Ancient Humans Left Drawings Next to Dinosaur Footprints in Brazil

Ancient Humans Left Drawings Next to Dinosaur Footprints in Brazil

Ancient South Americans were apparently inspired by fossilized dinosaur tracks in what is now eastern Brazil, where they cut figures into the rock, imprinted tens of millions of years earlier by the movements of giants.

The dinosaur tracks belong to theropods, sauropods, and iguanodontians, and are spread across three rock outcroppings in the Brazilian state of Paraíba. The petroglyphs on the site consist primarily of circular patterns, but several look very much like the tridactyl dinosaur tracks also present on the site. The team’s research cataloguing the petroglyphs and associated trackways was published in Scientific Reports.

Neither the trackways nor the petroglyphs have been directly dated, but human burials dating to 10,000 years ago were previously found at two nearby sites. One of those sites, Pedra do Alexandre, has burials spanning from 9,400 years old to 2,620 years old, indicating there’s still a wide time frame in which the petroglyphs could have been carved. But the petroglyphs placement, and the design of some of the figures, was clearly inspired by the much more ancient trackways.

Theropods were a group of bipedal, often carnivorous creatures that includes T. rex and all modern birds. Sauropods were massive, herbivorous quadrupeds easily recognizable for their long necks, if not their huge bodies. Iguanodontians were a bipedal, herbivorous group that included the thumb-spiked, eponymous Iguanodon, as well as the duck-billed hadrosaurs.

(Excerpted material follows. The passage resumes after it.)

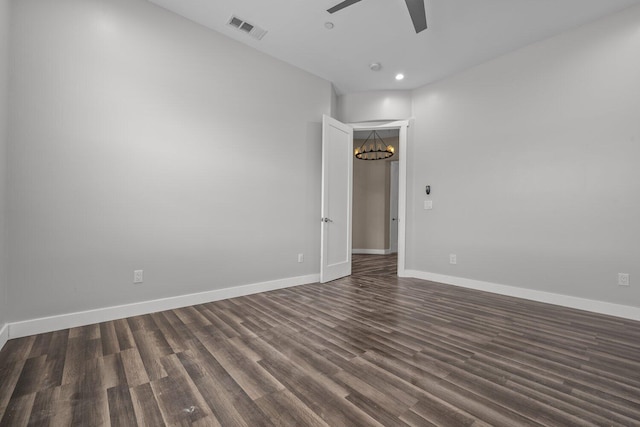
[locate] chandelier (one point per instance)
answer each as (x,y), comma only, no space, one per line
(374,148)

A dinosaur track (left), a recent track emulating it (center), a petroglyph apparently emulating the dinosaur track (right).

Brazil was once a hotbed for a bevy of ancient beasts, including dinosaurs, their winged counterparts (pterosaurs), and other, more ancient reptiles. In fact, fossil smuggling out of Brazil remains a vexing problem for authorities.

The proximity of the petroglyphs to the fossilized footprints reveals “active engagement with the fossil material,” the team wrote, “suggesting that these traces not only caught the attention of the native community but were meaningful and became integrated into their knowledge repertoire.”

No petroglyphs overlapped with or caused damage to the footprints on the site—“suggesting thoughtfulness by the makers,” they wrote. Absolute dating of the petroglyphs using X-ray fluorescence spectroscopy could reveal when they were made—perhaps across the centuries, by different groups.

The team cites petroglyphs at the nearby Junco archaeological site, which depict an assortment of geometric figures that resemble stars, spoked wheels, flowers, and (if you squint) buildings. The petroglyphs were authored by multiple people, the team concluded, based on variation in style across the figures. Some of the figures and trackways are severely damaged due to flaking of the rock.

A rhea in Brazil.

Given ancient South Americans’ lack of modern understanding of dinosaurs, the team added that the petroglyph makers may have mistaken the dinosaur trackways for rhea footprints. Rheas are modern theropod dinosaurs and the largest bird in Brazil—indeed, native to the same region where the paleontological site sits.

That may be so, but unlike the genuine rhea tracks those ancient communities saw, the ones in the rock in Paraíba didn’t go away. That gave the prints some significance to the local community, as evidenced by the ancient artwork placed alongside them.